You're comparing the master to the mix. They're different animals, and one part of mastering is to find that sweet spot between satisfying dynamics and having the master jump out of the speaker.
I'll put it another way. I've had some clients who wanted as loud a master as possible. I believe that a song needs to retain some degree of dynamics to remain emotionally compelling, so I do what they want, and then I do what I want and let them choose. The squashed master will sound louder; mine will sound a bit softer. But almost all clients choose the one with more dynamics because they're comparing
master to master and then decide they are willing to trade off less level for more emotional impact. If I balanced the levels, they would not be able to make an informed choice. They
need to know they are trading off lower levels for more emotion.

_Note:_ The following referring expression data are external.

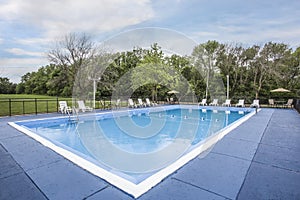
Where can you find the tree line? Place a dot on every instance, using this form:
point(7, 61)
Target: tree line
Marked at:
point(253, 71)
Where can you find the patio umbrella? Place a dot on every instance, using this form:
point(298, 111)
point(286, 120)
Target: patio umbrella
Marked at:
point(280, 90)
point(173, 92)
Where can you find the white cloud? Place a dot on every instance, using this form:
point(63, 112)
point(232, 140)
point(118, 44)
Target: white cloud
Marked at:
point(60, 17)
point(17, 51)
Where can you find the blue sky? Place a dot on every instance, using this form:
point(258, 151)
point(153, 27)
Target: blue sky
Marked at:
point(29, 28)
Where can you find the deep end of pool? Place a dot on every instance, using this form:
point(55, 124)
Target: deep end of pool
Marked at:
point(134, 184)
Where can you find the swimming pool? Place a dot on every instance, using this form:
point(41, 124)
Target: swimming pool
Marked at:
point(135, 149)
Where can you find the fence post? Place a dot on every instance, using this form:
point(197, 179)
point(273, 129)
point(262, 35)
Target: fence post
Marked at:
point(9, 106)
point(35, 101)
point(23, 107)
point(47, 105)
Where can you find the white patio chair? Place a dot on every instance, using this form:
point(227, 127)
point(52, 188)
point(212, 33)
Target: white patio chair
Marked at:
point(255, 103)
point(141, 103)
point(64, 108)
point(214, 103)
point(131, 104)
point(149, 103)
point(203, 102)
point(241, 103)
point(289, 103)
point(83, 107)
point(227, 103)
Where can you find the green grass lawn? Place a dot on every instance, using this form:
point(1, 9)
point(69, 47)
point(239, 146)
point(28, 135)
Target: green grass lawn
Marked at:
point(19, 104)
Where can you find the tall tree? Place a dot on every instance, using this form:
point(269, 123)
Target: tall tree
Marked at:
point(70, 53)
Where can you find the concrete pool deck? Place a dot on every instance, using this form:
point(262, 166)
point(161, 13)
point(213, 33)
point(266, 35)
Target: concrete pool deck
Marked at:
point(258, 160)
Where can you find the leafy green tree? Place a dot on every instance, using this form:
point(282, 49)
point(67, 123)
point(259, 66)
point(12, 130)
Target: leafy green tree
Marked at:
point(7, 87)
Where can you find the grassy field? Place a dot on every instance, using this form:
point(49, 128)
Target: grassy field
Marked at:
point(19, 104)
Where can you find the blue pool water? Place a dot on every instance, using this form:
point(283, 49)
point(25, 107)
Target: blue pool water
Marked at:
point(137, 143)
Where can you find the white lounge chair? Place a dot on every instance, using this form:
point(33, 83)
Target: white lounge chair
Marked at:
point(172, 101)
point(214, 103)
point(255, 103)
point(149, 103)
point(271, 102)
point(289, 103)
point(64, 108)
point(83, 107)
point(117, 104)
point(241, 103)
point(141, 103)
point(203, 102)
point(131, 104)
point(227, 102)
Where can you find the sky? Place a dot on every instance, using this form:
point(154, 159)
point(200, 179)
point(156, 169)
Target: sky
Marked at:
point(28, 29)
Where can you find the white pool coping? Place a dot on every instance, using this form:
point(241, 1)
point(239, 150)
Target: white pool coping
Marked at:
point(135, 190)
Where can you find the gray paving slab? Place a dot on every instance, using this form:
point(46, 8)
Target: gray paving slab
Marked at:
point(267, 182)
point(19, 187)
point(236, 147)
point(282, 137)
point(173, 189)
point(64, 180)
point(217, 173)
point(282, 157)
point(8, 166)
point(110, 193)
point(29, 153)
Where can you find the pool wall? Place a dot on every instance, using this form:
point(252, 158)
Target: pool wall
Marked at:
point(137, 190)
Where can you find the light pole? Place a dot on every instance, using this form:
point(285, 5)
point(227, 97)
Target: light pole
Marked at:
point(227, 86)
point(206, 91)
point(95, 80)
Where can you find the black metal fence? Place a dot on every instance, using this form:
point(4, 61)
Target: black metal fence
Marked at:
point(15, 106)
point(18, 106)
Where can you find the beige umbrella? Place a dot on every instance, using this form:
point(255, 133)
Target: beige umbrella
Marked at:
point(280, 90)
point(173, 92)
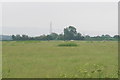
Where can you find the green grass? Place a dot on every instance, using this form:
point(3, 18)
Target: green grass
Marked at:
point(39, 59)
point(68, 44)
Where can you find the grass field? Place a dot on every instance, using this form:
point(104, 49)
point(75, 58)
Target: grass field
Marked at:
point(45, 59)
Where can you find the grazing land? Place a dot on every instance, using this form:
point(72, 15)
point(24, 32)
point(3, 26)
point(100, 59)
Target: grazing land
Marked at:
point(46, 59)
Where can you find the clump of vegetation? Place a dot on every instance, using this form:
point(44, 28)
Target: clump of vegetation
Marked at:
point(68, 44)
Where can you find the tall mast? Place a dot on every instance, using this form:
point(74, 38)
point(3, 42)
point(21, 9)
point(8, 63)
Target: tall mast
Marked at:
point(50, 27)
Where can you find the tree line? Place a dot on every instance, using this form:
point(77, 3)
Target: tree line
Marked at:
point(70, 33)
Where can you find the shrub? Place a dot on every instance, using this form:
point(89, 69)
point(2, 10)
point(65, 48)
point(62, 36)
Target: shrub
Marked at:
point(69, 44)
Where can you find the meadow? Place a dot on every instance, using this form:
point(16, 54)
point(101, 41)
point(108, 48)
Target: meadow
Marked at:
point(46, 59)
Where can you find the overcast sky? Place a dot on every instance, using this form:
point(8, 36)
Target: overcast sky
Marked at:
point(33, 18)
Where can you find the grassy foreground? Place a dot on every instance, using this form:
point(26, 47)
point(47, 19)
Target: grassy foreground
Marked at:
point(45, 59)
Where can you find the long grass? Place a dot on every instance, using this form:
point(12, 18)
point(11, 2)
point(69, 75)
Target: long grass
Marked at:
point(45, 59)
point(68, 44)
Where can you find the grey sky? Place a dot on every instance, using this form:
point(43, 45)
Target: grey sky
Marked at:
point(33, 18)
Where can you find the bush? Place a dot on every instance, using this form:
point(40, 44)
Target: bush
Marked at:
point(69, 44)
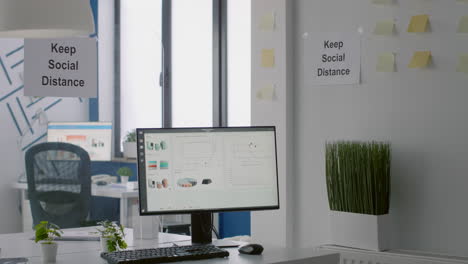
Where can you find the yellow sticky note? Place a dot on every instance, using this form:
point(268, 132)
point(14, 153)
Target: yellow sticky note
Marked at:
point(421, 59)
point(385, 28)
point(267, 22)
point(386, 62)
point(418, 24)
point(463, 25)
point(267, 93)
point(463, 64)
point(268, 58)
point(382, 2)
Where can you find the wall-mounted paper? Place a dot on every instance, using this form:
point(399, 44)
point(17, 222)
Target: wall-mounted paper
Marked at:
point(418, 24)
point(268, 58)
point(385, 28)
point(335, 58)
point(267, 93)
point(382, 2)
point(463, 64)
point(386, 62)
point(463, 25)
point(268, 22)
point(421, 59)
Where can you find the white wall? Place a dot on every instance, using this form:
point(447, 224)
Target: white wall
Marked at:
point(274, 227)
point(56, 109)
point(422, 112)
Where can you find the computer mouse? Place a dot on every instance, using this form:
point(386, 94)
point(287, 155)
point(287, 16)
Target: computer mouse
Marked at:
point(251, 249)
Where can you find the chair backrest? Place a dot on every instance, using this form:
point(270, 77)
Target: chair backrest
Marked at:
point(59, 183)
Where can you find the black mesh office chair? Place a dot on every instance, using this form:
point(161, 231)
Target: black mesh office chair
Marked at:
point(59, 183)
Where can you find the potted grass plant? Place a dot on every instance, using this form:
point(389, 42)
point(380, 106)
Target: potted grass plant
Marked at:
point(112, 236)
point(129, 145)
point(358, 185)
point(45, 233)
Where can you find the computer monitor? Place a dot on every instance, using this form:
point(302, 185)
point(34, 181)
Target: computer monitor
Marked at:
point(94, 137)
point(205, 170)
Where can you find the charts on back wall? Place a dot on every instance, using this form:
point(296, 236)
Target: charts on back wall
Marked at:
point(22, 111)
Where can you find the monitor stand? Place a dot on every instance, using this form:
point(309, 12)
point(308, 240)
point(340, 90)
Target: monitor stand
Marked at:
point(201, 228)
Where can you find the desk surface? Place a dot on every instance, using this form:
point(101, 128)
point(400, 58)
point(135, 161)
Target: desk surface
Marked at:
point(71, 252)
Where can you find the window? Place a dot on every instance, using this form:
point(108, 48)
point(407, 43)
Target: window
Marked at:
point(192, 63)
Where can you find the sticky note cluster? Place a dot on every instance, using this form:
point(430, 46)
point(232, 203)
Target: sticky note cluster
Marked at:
point(268, 22)
point(268, 58)
point(382, 2)
point(386, 62)
point(463, 25)
point(463, 64)
point(267, 93)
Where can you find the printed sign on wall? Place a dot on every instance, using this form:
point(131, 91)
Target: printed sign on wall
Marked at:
point(336, 58)
point(60, 67)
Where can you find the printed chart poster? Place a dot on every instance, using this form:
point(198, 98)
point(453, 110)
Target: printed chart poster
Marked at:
point(336, 58)
point(60, 67)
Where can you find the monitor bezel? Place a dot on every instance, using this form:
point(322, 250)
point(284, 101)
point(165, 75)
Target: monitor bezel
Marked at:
point(210, 210)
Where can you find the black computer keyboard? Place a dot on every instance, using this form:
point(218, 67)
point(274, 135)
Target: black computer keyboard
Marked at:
point(163, 255)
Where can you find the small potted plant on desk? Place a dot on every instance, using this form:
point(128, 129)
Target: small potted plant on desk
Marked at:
point(112, 236)
point(129, 145)
point(46, 233)
point(125, 173)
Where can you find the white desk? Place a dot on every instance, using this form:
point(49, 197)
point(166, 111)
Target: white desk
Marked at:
point(78, 252)
point(125, 196)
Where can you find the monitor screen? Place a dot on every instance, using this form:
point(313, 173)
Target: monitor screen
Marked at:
point(94, 137)
point(187, 170)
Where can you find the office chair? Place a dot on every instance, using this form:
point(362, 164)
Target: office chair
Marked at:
point(59, 183)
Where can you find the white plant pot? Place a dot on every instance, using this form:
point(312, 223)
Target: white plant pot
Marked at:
point(49, 252)
point(362, 231)
point(124, 179)
point(104, 244)
point(130, 150)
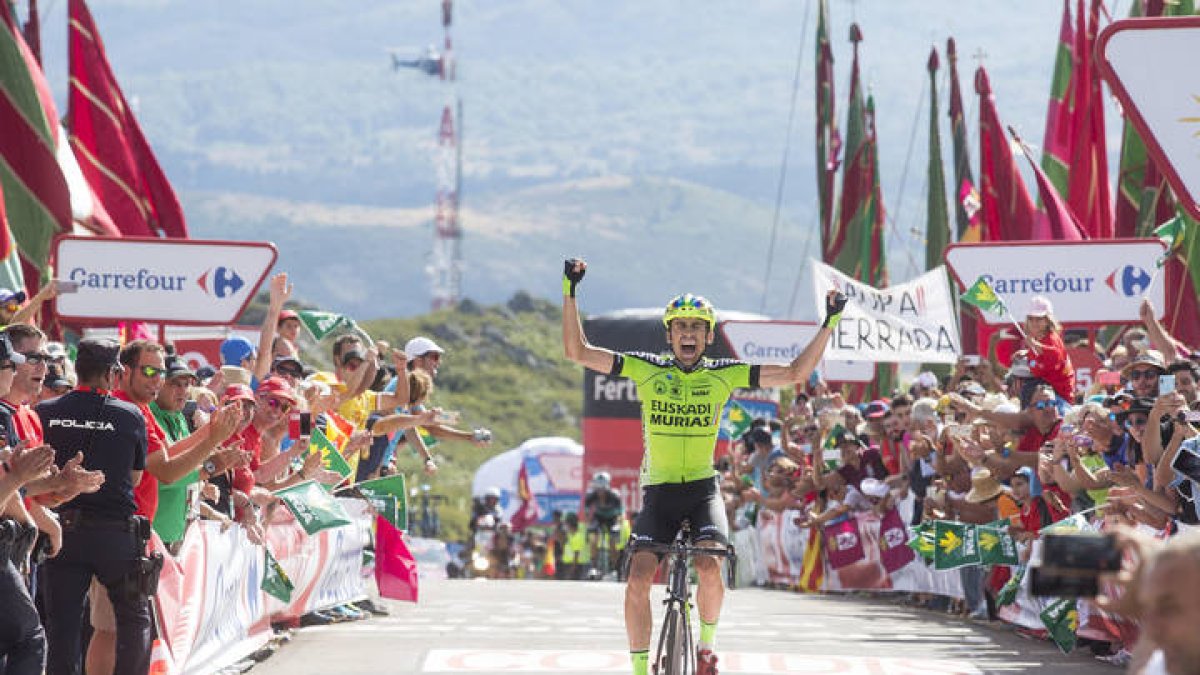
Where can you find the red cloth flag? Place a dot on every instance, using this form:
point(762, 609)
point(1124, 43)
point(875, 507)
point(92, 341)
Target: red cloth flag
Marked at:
point(113, 153)
point(1008, 210)
point(894, 549)
point(1089, 187)
point(395, 566)
point(1059, 222)
point(844, 543)
point(527, 513)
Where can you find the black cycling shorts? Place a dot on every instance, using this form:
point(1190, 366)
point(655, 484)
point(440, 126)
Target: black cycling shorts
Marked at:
point(665, 506)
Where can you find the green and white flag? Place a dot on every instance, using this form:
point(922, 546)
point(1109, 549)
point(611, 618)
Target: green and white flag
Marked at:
point(313, 507)
point(983, 296)
point(319, 323)
point(957, 545)
point(996, 545)
point(390, 499)
point(1061, 619)
point(330, 458)
point(275, 581)
point(923, 541)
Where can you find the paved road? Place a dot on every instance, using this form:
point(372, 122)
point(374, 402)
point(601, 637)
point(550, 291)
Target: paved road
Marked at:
point(576, 627)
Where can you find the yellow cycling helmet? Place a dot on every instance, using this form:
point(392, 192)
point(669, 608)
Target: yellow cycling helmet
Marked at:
point(690, 306)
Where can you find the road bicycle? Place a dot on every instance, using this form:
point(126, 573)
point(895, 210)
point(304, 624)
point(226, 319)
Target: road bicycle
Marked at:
point(676, 652)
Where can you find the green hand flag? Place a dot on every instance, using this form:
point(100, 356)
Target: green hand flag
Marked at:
point(390, 499)
point(319, 324)
point(1061, 619)
point(330, 458)
point(983, 296)
point(996, 545)
point(275, 581)
point(313, 507)
point(923, 541)
point(957, 544)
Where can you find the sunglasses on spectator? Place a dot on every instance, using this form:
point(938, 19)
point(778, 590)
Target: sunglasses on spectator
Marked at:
point(281, 405)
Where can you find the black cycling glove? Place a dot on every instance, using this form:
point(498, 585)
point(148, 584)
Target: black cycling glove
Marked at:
point(833, 309)
point(571, 276)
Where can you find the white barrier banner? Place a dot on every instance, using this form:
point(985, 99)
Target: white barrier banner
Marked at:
point(909, 322)
point(1089, 282)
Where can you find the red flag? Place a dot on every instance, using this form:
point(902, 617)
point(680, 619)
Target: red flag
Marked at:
point(527, 513)
point(894, 549)
point(1059, 222)
point(1089, 186)
point(395, 566)
point(844, 543)
point(1008, 210)
point(113, 153)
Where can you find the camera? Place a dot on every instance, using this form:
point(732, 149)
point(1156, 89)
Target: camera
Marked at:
point(1072, 563)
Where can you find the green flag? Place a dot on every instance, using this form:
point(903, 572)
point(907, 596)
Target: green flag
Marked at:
point(923, 541)
point(937, 219)
point(330, 458)
point(1061, 619)
point(996, 545)
point(313, 507)
point(275, 581)
point(321, 324)
point(390, 499)
point(957, 544)
point(983, 296)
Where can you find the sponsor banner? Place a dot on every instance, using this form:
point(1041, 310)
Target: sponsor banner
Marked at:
point(910, 322)
point(186, 281)
point(1087, 282)
point(213, 609)
point(780, 341)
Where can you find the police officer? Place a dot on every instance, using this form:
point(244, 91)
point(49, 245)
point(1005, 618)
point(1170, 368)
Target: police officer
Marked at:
point(101, 537)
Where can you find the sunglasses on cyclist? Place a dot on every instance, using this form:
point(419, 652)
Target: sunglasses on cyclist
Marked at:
point(277, 404)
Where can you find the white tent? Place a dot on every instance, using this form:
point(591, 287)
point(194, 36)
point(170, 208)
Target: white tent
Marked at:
point(555, 470)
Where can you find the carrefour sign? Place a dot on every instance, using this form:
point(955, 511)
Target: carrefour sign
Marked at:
point(161, 280)
point(1089, 282)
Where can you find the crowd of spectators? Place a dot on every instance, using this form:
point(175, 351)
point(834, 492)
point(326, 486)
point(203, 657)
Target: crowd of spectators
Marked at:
point(121, 442)
point(983, 443)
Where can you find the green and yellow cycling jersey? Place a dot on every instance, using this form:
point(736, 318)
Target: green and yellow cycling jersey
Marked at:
point(682, 411)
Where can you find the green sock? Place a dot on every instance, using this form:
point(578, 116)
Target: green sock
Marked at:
point(641, 662)
point(707, 634)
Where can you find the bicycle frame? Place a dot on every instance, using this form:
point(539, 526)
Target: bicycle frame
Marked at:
point(676, 653)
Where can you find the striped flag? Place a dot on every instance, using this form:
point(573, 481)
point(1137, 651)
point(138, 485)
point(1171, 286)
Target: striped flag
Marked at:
point(36, 197)
point(113, 153)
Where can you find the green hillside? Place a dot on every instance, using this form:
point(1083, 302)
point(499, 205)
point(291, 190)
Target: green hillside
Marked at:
point(504, 370)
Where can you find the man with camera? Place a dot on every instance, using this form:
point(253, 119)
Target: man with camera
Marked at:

I agree completely that if you're comparing masters to determine how faithfully they translate the
mix into a final stereo track, then you'd want the levels matched. But if you're comparing one
master to another
master, how loud you can get while still preserving dynamics and having a satisfying emotional experience is one element of a basis of comparison. It's clear from the responses to this "taste test" that hardly anyone prefers the loudest master, which simply means to me that if someone is using SONAR, they probably have educated enough ears to listen past just the impact of the level, and judge the master on its other qualities as well.
The one assurance I would want with this particular kind of "taste test" would be that all the examples were normalized to the same peak level, because that would mean each master took advantage of all available headroom. This would allow for a fairer master-to-master comparison.